Example 1: PyIRI Validation using PyVALION GIRO Data
PyIRTAM can calculate daily ionospheric parameters for the user provided IRTAM coefficients and grid. The estimation of the parameters occurs simultaneously at all grid points and for all desired diurnal time frames.
Import libraries.
import PyVALION
import PyIRI
import datetime
import numpy as np
import pandas as pd
import os
import pickle
2. Specify a directory on your machine where to save downloaded GIRO data and results.
data_save_dir = '/home/GIRO_Data/'
save_res_dir = '/home/Save/'
name_run = 'PyIRI_Validation'
Select the desired day for validation.
year = 2024
month = 7
day = 1
# Create a datetime object for the selected day
dtime = datetime.datetime(year, month, day)
print('Validation day is: ', dtime)
4. Create an array for the model’s time resolution.

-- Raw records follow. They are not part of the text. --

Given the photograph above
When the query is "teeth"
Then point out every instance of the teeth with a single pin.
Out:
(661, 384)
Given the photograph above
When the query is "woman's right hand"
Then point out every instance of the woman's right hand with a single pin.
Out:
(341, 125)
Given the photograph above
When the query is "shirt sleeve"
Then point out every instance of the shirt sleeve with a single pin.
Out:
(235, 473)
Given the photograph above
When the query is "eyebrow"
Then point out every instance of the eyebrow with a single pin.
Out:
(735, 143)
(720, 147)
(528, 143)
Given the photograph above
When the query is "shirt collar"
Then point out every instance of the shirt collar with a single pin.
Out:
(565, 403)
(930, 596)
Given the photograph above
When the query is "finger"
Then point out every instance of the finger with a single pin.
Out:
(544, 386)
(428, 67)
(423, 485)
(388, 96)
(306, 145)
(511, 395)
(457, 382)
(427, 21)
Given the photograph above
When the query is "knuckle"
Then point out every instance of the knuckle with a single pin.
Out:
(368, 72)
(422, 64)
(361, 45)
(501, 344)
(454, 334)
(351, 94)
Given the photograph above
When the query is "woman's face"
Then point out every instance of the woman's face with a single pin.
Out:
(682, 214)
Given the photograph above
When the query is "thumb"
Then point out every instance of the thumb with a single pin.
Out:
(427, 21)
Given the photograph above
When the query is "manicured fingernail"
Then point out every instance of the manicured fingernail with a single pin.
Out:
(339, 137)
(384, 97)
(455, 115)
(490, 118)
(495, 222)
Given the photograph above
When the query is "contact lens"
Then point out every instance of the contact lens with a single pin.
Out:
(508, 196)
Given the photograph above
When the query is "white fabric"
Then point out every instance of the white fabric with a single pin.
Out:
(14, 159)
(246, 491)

In this example, we use 15-minute resolution.
atime = pd.to_datetime(np.arange(dtime,
dtime + datetime.timedelta(days=1),
datetime.timedelta(minutes=15)))
# Convert atime to an array of decimal hours
aUT = atime.hour + atime.minute / 60. + atime.second / 3600.
Provide the F10.7 value for this day. You can look it up at OMNIWeb.
F107 = 174.
Create a model grid.
dlon = 4.
dlat = 2.
dalt = 10.
alon = np.arange(-180., 180. + dlon, dlon)

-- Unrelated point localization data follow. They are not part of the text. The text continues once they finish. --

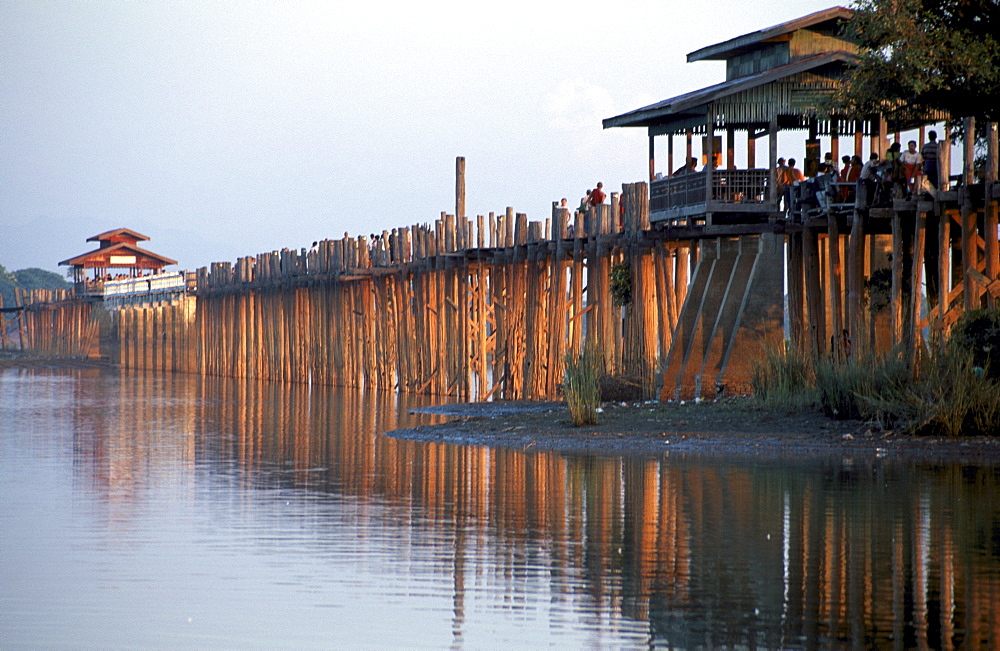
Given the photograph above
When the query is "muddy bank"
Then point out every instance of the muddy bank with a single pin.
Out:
(732, 426)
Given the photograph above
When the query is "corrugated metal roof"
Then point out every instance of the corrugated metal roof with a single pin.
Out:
(107, 235)
(117, 248)
(733, 46)
(696, 103)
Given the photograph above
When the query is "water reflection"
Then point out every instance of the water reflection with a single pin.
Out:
(520, 547)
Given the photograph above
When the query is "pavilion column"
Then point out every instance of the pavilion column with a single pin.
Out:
(811, 163)
(652, 159)
(772, 162)
(670, 155)
(835, 140)
(710, 149)
(970, 247)
(990, 219)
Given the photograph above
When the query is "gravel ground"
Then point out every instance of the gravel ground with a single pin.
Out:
(728, 426)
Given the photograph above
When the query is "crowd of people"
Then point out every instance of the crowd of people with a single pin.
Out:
(897, 174)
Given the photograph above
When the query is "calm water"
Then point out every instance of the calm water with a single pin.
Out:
(174, 511)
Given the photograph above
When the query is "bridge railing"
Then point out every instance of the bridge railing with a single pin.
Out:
(728, 186)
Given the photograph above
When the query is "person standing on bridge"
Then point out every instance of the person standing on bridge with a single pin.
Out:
(929, 152)
(597, 196)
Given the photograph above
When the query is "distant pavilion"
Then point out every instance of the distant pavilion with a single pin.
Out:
(118, 255)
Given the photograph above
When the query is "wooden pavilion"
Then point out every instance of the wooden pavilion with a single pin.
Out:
(776, 79)
(118, 255)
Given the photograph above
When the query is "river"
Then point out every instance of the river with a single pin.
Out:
(143, 511)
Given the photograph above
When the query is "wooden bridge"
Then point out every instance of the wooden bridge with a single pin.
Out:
(489, 307)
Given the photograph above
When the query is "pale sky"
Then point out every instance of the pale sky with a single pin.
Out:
(225, 129)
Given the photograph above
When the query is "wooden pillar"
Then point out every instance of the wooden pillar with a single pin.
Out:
(772, 162)
(796, 286)
(670, 155)
(944, 267)
(710, 151)
(859, 139)
(990, 219)
(813, 290)
(970, 246)
(730, 149)
(460, 187)
(834, 286)
(944, 160)
(835, 141)
(896, 289)
(855, 268)
(912, 336)
(652, 159)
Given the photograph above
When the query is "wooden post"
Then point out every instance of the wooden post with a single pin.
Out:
(772, 162)
(460, 187)
(652, 161)
(991, 217)
(855, 277)
(970, 247)
(835, 286)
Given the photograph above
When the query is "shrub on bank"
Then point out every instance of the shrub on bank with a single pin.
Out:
(951, 390)
(783, 378)
(581, 385)
(978, 332)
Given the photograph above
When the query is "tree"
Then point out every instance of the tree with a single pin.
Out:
(31, 278)
(921, 56)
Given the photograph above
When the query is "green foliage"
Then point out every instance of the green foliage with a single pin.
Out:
(978, 333)
(947, 397)
(31, 278)
(943, 392)
(843, 386)
(621, 284)
(923, 55)
(582, 385)
(878, 290)
(783, 378)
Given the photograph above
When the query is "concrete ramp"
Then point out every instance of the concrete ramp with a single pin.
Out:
(734, 307)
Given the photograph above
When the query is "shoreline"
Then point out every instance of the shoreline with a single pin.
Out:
(732, 426)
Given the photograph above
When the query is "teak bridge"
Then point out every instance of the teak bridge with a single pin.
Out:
(680, 283)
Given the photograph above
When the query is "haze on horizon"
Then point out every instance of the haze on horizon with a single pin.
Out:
(223, 129)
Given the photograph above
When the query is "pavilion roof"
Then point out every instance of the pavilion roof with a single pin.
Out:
(127, 232)
(747, 42)
(682, 111)
(101, 257)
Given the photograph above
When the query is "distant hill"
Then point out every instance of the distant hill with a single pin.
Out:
(32, 278)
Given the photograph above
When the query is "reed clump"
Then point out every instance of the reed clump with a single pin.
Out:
(581, 385)
(784, 378)
(947, 390)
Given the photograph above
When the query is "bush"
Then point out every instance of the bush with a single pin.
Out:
(784, 378)
(978, 333)
(948, 396)
(581, 385)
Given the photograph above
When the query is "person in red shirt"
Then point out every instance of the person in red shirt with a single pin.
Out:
(597, 196)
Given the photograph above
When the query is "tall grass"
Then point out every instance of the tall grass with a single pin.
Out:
(946, 395)
(783, 379)
(942, 392)
(581, 385)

alat = np.arange(-90., 90. + dlat, dlat)
alon_reg_2d, alat_reg_2d = np.meshgrid(alon, alat)
aalt = np.arange(100., 1000., dalt)
# Sizes of the grid
N_lon = alon.size
N_lat = alat.size
N_time = aUT.size
N_alt = aalt.size
# Flatten grid arrays for PyIRI input
alon_reg = np.reshape(alon_reg_2d, alon_reg_2d.size)

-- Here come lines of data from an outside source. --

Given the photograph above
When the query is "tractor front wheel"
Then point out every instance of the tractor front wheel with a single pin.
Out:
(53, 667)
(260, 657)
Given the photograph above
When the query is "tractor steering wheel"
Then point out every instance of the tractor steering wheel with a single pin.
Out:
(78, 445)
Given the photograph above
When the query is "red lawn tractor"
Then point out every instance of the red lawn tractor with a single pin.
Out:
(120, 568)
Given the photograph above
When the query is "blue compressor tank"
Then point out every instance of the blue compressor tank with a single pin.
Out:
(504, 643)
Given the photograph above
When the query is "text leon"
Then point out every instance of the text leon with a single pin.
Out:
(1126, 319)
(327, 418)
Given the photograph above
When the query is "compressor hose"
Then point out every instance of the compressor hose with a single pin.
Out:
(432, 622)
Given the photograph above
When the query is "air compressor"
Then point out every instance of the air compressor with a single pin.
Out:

alat_reg = np.reshape(alat_reg_2d, alon_reg_2d.size)
Run PyIRI.
F2, _, _, _, _, _, den = PyIRI.main_library.IRI_density_1day(dtime.year,
dtime.month,
dtime.day,
aUT,
alon_reg,
alat_reg,
aalt,
F107,
PyIRI.coeff_dir,
ccir_or_ursi=1)
8. Record the model outputs into a dictionary. When using your own model, match the format to this dictionary. Ensure that all arrays in the model dictionary have the same shape otherwise, a single forward operator G cannot be applied to all of them consistently. Ensure that NmF2 is in (m$^{-3}), hmF2 is in (km), B1 is in (km), and B0 is unitless.
model = {}
model['NmF2'] = np.reshape(F2['Nm'], (N_time, N_lat, N_lon))
model['hmF2'] = np.reshape(F2['hm'], (N_time, N_lat, N_lon))
# A dictionary to hold the units of the model outputs
units = {}
units['NmF2'] = 'm$^{-3}$'
units['hmF2'] = 'km'
print('The model output has the following', len(model),
'parameters with shape (N_time, N_lat, N_lon): ')
for key in model:
print(key, ', shape ', model[key].shape)
9. Open the list of GIRO ionosondes (provided by the PyVALION module). If you need to exclude certain ionosondes, modify the giro_name[‘name’] array.
file_ion_name = os.path.join(PyVALION.giro_names_dir, 'GIRO_Ionosondes.p')
giro_name = pickle.load(open(file_ion_name, 'rb'))
Download all GIRO ionosonde parameters for the validation time.
raw_data = PyVALION.library.download_GIRO_parameters(atime[0],
atime[-1],
giro_name['name'],
data_save_dir,
save_res_dir,
name_run,
clean_directory=True,
filter_CS=90)
11. Create a forward operator for the ionosonde dataset using the given model grid.
obs_data, obs_units, G, obs_info = PyVALION.library.find_G_and_y(atime,
alon,
alat,
raw_data,
save_res_dir,
name_run,
'bilinear',
True)
Find residuals between the observed data and model forecast.
model_data, residuals, model_units, res_ion = PyVALION.library.find_residuals(model,
G,
obs_data,
obs_info,
units)
13. Create a map showing the locations of GIRO ionosondes used on the selected validation day.
PyVALION.plotting.plot_ionosondes(obs_info,
dtime,
save_res_dir,
plot_name='Ionosondes_Map')
Create a histogram of residuals between model data and observations.
PyVALION.plotting.plot_histogram(residuals,
model_units,
dtime,
save_res_dir,
plot_name='Residuals')
15. Create a plot with mean residuals between model data and observations for each ionosonde
PyVALION.plotting.plot_individual_mean_residuals(res_ion,
obs_info,
model_units,
dtime,
save_res_dir,
plot_name='IonRes')